# Dice-coefficient loss function vs cross-entropy

When training a pixel segmentation neural networks, such as fully convolutional networks, how do you make the decision to use cross-entropy loss function versus Dice-coefficient loss function?

I realize this is a short question, but not quite sure what other information to provide. I looked at a bunch of documentation about the two loss functions but can't get a intuitive sense of when to use one over the other.

• Why not use the hands-on approach to use both and compare the results. Looking at a lot of different fields of application, the discussion of loss function is its own topic of extended research. Since convolutional networks are still a 'hot topic', I'd guess that most papers will still be published in the future. – cherub May 3 '18 at 13:40

One compelling reason for using cross-entropy over dice-coefficient or the similar IoU metric is that the gradients are nicer.

The gradients of cross-entropy wrt the logits is something like $$p - t$$, where $$p$$ is the softmax outputs and $$t$$ is the target. Meanwhile, if we try to write the dice coefficient in a differentiable form: $$\frac{2pt}{p^2+t^2}$$ or $$\frac{2pt}{p+t}$$, then the resulting gradients wrt $$p$$ are much uglier: $$\frac{2t(t^2-p^2)}{(p^2+t^2)^2}$$ and $$\frac{2t^2}{(p+t)^2}$$. It's easy to imagine a case where both $$p$$ and $$t$$ are small, and the gradient blows up to some huge value. In general, it seems likely that training will become more unstable.

The main reason that people try to use dice coefficient or IoU directly is that the actual goal is maximization of those metrics, and cross-entropy is just a proxy which is easier to maximize using backpropagation. In addition, Dice coefficient performs better at class imbalanced problems by design:

However, class imbalance is typically taken care of simply by assigning loss multipliers to each class, such that the network is highly disincentivized to simply ignore a class which appears infrequently, so it's unclear that Dice coefficient is really necessary in these cases.

I would start with cross-entropy loss, which seems to be the standard loss for training segmentation networks, unless there was a really compelling reason to use Dice coefficient.

• The cross entropy of all exponential families is a nice difference $p-t$. – Neil G May 4 '18 at 8:46
• When is the "main goal" maximization of dice loss? I checked the original paper and all they say is “we obtain results that we experimentally observed are much better than the ones computed through the same network trained optimising a multinomial logistic loss with sample re-weighting.” This is not very convincing. – Neil G May 4 '18 at 8:48
• @shimao By "ugly" you just mean that the gradients can explode, is that correct? – flawr Jan 8 at 8:18

As summarized by @shimao and @cherub, one cannot say apriori which one will work better on a particular dataset. The correct way is to try both and compare the results. Also, note that when it comes to segmentation, it is not so easy to "compare the results": IoU based measures like dice coefficient cover only some aspects of the quality of the segmentation; in some applications, different measures such as mean surface distance or Hausdorff surface distance need to be used. As you see, not even the choice of the correct quality metric is trivial, let alone the choice of the best cost function.

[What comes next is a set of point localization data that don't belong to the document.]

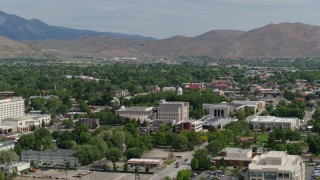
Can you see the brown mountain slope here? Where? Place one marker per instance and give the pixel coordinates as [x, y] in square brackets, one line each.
[286, 39]
[10, 48]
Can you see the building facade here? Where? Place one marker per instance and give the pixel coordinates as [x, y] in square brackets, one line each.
[272, 122]
[136, 112]
[178, 111]
[188, 126]
[51, 157]
[235, 156]
[276, 165]
[12, 107]
[222, 109]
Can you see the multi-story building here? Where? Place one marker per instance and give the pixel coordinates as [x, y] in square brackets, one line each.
[135, 112]
[12, 107]
[276, 165]
[90, 122]
[256, 106]
[222, 109]
[178, 111]
[235, 156]
[189, 126]
[51, 157]
[271, 122]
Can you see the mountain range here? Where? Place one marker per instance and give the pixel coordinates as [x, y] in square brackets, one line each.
[273, 40]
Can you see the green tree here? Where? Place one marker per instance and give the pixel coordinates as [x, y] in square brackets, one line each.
[114, 155]
[68, 123]
[2, 176]
[202, 156]
[125, 167]
[147, 169]
[184, 174]
[194, 164]
[134, 152]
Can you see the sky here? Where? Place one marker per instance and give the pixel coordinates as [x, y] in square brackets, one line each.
[165, 18]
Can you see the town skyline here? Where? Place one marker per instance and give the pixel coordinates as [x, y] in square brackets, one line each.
[164, 19]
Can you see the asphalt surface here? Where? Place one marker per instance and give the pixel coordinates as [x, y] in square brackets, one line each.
[171, 170]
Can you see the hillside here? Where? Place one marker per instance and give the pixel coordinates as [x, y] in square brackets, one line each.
[18, 28]
[10, 48]
[274, 40]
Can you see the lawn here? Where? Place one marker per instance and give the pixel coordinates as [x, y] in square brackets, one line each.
[262, 138]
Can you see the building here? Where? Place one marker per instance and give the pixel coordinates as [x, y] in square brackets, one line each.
[145, 162]
[256, 106]
[222, 109]
[90, 122]
[51, 157]
[235, 156]
[12, 107]
[216, 122]
[136, 112]
[271, 122]
[6, 145]
[188, 126]
[178, 111]
[276, 165]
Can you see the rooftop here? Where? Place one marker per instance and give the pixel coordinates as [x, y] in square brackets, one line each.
[57, 152]
[273, 119]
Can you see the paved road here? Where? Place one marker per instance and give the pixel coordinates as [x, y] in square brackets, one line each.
[172, 171]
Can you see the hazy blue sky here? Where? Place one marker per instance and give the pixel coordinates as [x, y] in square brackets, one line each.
[165, 18]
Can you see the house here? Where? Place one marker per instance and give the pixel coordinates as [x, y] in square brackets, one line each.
[58, 157]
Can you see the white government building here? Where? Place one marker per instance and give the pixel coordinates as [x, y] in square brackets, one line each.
[271, 122]
[12, 107]
[276, 165]
[13, 118]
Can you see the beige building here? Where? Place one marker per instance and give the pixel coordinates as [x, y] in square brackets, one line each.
[256, 106]
[51, 157]
[12, 107]
[23, 123]
[222, 109]
[178, 111]
[271, 122]
[188, 126]
[136, 112]
[276, 165]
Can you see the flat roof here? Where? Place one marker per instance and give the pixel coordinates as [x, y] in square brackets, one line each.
[136, 108]
[248, 103]
[146, 161]
[273, 119]
[223, 105]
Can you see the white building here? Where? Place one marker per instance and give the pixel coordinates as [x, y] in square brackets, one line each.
[188, 126]
[222, 109]
[271, 122]
[256, 106]
[276, 165]
[51, 157]
[135, 112]
[178, 111]
[12, 107]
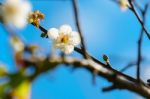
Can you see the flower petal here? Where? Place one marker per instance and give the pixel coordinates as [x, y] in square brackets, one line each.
[53, 33]
[68, 49]
[65, 29]
[75, 38]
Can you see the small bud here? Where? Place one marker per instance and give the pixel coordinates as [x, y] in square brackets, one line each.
[3, 70]
[35, 18]
[105, 58]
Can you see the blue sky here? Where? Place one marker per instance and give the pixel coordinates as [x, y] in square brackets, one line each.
[107, 30]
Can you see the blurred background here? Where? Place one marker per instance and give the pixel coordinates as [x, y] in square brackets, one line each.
[107, 30]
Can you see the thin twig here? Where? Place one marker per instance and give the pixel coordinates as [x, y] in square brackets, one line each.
[139, 52]
[139, 19]
[76, 14]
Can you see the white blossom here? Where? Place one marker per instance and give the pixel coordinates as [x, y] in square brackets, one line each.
[15, 12]
[64, 38]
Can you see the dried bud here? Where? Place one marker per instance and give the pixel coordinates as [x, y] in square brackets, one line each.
[35, 18]
[105, 57]
[3, 70]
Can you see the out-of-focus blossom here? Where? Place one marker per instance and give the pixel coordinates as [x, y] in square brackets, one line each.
[15, 12]
[124, 4]
[64, 39]
[17, 44]
[22, 91]
[35, 17]
[3, 70]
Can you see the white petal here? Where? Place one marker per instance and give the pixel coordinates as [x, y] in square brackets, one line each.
[65, 29]
[68, 49]
[53, 33]
[75, 38]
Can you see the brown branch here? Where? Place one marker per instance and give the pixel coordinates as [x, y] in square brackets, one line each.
[120, 80]
[140, 40]
[76, 14]
[139, 19]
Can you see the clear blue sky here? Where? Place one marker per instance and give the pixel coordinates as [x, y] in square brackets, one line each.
[107, 30]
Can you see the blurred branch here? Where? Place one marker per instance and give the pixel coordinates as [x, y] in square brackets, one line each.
[76, 14]
[139, 19]
[120, 80]
[140, 40]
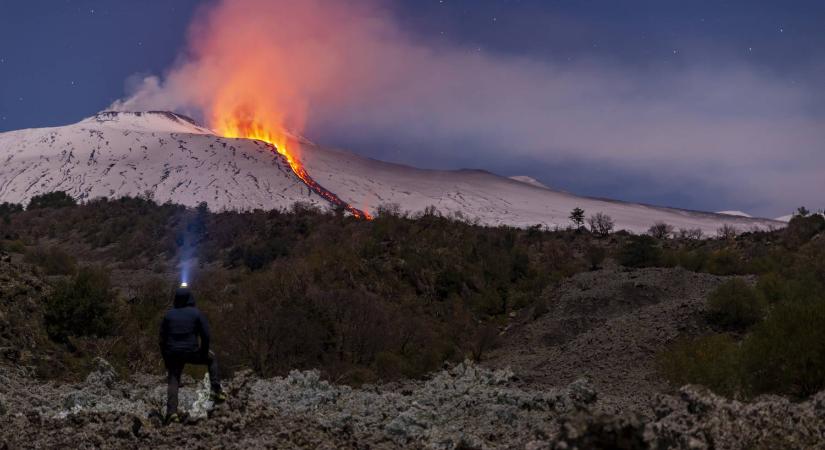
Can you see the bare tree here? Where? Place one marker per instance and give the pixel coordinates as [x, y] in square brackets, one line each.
[600, 224]
[577, 217]
[727, 231]
[660, 230]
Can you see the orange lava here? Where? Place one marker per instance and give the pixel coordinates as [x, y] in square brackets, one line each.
[242, 124]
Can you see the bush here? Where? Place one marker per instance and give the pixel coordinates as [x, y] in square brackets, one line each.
[786, 352]
[802, 228]
[601, 224]
[80, 306]
[51, 200]
[711, 361]
[735, 304]
[660, 230]
[690, 233]
[577, 217]
[724, 262]
[52, 260]
[595, 256]
[727, 232]
[640, 251]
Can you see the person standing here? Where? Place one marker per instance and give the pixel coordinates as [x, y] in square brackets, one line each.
[185, 339]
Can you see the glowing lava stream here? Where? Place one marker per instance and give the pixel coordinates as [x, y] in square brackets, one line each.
[279, 144]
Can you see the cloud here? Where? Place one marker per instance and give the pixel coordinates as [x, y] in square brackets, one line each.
[345, 67]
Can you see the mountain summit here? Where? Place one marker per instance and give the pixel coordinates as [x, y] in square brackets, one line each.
[171, 158]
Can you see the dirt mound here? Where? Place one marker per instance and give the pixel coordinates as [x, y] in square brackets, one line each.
[608, 326]
[464, 407]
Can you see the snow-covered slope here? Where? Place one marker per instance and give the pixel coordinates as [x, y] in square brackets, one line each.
[734, 213]
[117, 154]
[494, 200]
[170, 156]
[529, 180]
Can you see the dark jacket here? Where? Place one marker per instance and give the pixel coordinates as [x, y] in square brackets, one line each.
[183, 325]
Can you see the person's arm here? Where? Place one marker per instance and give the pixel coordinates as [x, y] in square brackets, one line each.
[164, 335]
[203, 331]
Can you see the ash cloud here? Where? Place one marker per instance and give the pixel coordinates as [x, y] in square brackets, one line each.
[347, 69]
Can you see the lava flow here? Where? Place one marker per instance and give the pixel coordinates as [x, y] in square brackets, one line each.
[250, 129]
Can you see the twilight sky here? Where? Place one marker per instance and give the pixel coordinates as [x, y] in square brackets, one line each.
[704, 104]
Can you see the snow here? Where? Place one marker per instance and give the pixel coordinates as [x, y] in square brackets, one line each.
[529, 180]
[491, 199]
[174, 159]
[734, 213]
[117, 154]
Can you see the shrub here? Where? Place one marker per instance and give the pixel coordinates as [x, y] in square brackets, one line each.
[80, 306]
[7, 208]
[735, 304]
[52, 260]
[802, 228]
[786, 352]
[601, 224]
[57, 199]
[711, 361]
[595, 256]
[727, 232]
[693, 260]
[660, 230]
[577, 217]
[724, 262]
[690, 233]
[640, 251]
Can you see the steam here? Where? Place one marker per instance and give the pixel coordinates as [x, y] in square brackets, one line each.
[333, 67]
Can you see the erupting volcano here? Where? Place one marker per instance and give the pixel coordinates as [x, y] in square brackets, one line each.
[241, 124]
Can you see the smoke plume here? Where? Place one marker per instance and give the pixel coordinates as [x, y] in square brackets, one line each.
[338, 68]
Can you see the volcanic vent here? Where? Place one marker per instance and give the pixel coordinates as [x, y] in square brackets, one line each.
[279, 141]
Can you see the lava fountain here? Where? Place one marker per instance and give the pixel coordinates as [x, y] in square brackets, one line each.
[242, 123]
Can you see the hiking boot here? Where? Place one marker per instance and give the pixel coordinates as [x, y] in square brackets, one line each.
[173, 418]
[218, 397]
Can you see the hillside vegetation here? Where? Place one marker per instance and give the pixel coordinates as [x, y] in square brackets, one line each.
[398, 296]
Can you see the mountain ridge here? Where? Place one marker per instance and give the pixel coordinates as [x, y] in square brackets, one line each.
[113, 154]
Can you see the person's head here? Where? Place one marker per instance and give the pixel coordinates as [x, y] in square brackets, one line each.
[184, 297]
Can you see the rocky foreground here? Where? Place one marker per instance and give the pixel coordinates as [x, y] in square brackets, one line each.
[465, 406]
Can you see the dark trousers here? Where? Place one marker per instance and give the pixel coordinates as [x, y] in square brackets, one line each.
[174, 367]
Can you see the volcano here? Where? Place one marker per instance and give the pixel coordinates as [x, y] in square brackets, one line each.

I personally have very good experience with the dice coefficient; it really does wonders when it comes to class imbalance (some segments occupy less pixels/voxels than others). On the other hand, the training error curve becomes a total mess: it gave me absolutely no information about the convergence, so in this regard cross-entropy wins. Of course, this can/should be bypassed by checking the validation error anyways.